For the back end I have a novak 6L81 universal adapter and I am getting a custom adapter donut to mount it all up. The novak unit is 3.25" long so a 075" thick plate with the proper drilling and a centering ring will allow it to all bolt up. I had previously had the 6l80e output shaft turned down to a 27 spline to fit the transfer case.

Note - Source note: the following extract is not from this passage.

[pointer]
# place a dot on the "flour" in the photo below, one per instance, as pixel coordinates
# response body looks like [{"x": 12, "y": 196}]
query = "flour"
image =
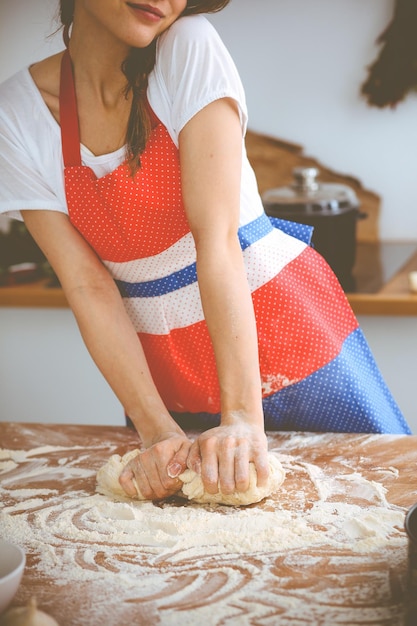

The wiring has a few challenges that I didn't expect from early research but no dealbreakers. Im using the PCS 2650 standalone and in the process of planning my wiring harness rework. The first major item is that the shift linkage on the 6 cannot mount the shift position indicator switches that the H3 uses. The indicator basically has 3 major circuits 1) a park/neutral switch for safe starting of the vehicle, 2) a reverse contact to power backup lights, and 3) a set of 4 switches used to encode the shifter position which is then communicated to the instrument panel. The 6 has an internal park neutral switch but its not an isolated contact. This will require a relay to isolate the signal. The 2650 has a reverse output which again is not isolated so a second relay will be required for reverse. The 4 encoded switches I'm afraid I will not be able to replicate. This means I will lose My PRNDL321 indication on the console. There are aftermarket gear indicators that plug right into the 2650 harness so if I want I will be able to display what I need, albiet not in an OEM fashion like I would prefer.
 

·
Registered
Joined
·
536 Posts
Discussion Starter · #380 ·
From the earlier posts, I got a friend to 3d print me a prototype adapter flange. His printer platen wasn't big enough to do in one piece so you can see its split in two halves. This is it bolted to the transfer case.

Name:  gAhw2tX.jpg Views: 108 Size:  1.51 MB


I ended up finding an orientation to get six studs in instead of the five. This adapter bolts to the transfer case with M10x25 socket head screws and you just move the transfer case studs to the flange. I kept enough material on the flange where they are counter sunk so you have to shave the bolts head by 1mm to clear flush. Here is the finished flange. I had the same friend make me a solid model file and I sent it of to Xometry. Cost was less that $250 for the flange and a centering ring

Name:  lkzJnmx.jpg Views: 107 Size:  1.81 MB


And bolted up with one of the studs installed. Note the second piece to this is a centering ring. This will keep everything centered when bolted up. It was much simpler to machine these to parts separate than to try and make a complex assembly as one piece.

Name:  Lnq9RwG.jpg Views: 107 Size:  1.25 MB


The "foot" for the mount is fabricated from a simple piece of 2"x3"x1/4" steel angle and is clamped in with the lower two studs on the flange. I do not have a good isolated shot of the foot.